Wow, that's crazy, thanks for sharing https://video-diffusion.github.io/

That's going to slurp up lots of memory I suppose!

Tollanador commented 2 years ago

I think there is a kind of sliding window, or similar, that is evaluated against the prompt, so a single generated image may have the prompt evaluated several times for each window-like thing

The strength setting (whatever it's called has different names depending on the repo) of the text prompt comes into play. If it's too weak, then those chunks are free to be very loosely tied to the prompt and repetition can set in this way... very good for certain art styles, such as making Fractals (or the illusion of a fractal anyway.

So try increase the strength of the clip influence and also try be a little more specific in your prompting. Perhaps using a larger CLIP model could also help.

Just fiddle and play and see what the settings do.

Tollanador commented 2 years ago

Oh, The 'sliding window' I mentioned, I figured out what I meant by this. The CLIP model used to guide the image generation, each CLIP model has a set size of the input image array, eg 224 sized image (I presume a square image, so 224x224).

When a generation canvas is given that is larger than this CLIP input image, it means CLIP will either need be fed a randomly chosen point in the generated image and crop it to 224x224 and run the Image to Text on that, or it just picks the centre of the image an crops to 224x224 and analyse that, or perhaps break the image into chunks and run the text on each chunk.

So depending on how that rolls, the generated image will be guided by that and you'll potentially get repetitions.

To reduce the repeating artifacts, choose a CLIP model with a larger input size (which will use more oh so precious memory...) or reduce the generated image canvas to be closer to the CLIP input image.

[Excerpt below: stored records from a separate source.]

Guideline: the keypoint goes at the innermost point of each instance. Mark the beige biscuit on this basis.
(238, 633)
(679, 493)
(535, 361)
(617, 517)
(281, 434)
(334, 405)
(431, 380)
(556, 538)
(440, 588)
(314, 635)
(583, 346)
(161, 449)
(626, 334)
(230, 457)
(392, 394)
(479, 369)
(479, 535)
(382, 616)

The smaller the divergence from CLIP input to Canvas size, less likely you'll get repetitions.

An alternative, would be to investigate the code and come up with a method to mitigate the repeating problem whilst using a 'standard' CLIP input size (224 I think most of them use) The follow image shows where you can find the CLIP input size, it's in the model_configs of the Open_Clip repo.

image

edit: The Latent Diffusion image model has a great deal of potential imagery stored in it, at the moment, it's difficult to leverage it to it's full capability due to the limitations of our Image To Text model, the CLIP models themselves. As these progress in efficacy we will be able to generated better images based on text prompts, and do better edits of existing images based on text prompts. Also keep in mind that the length of the input text, is a limiting factor of the CLIP model, not the Latent Diffusion model.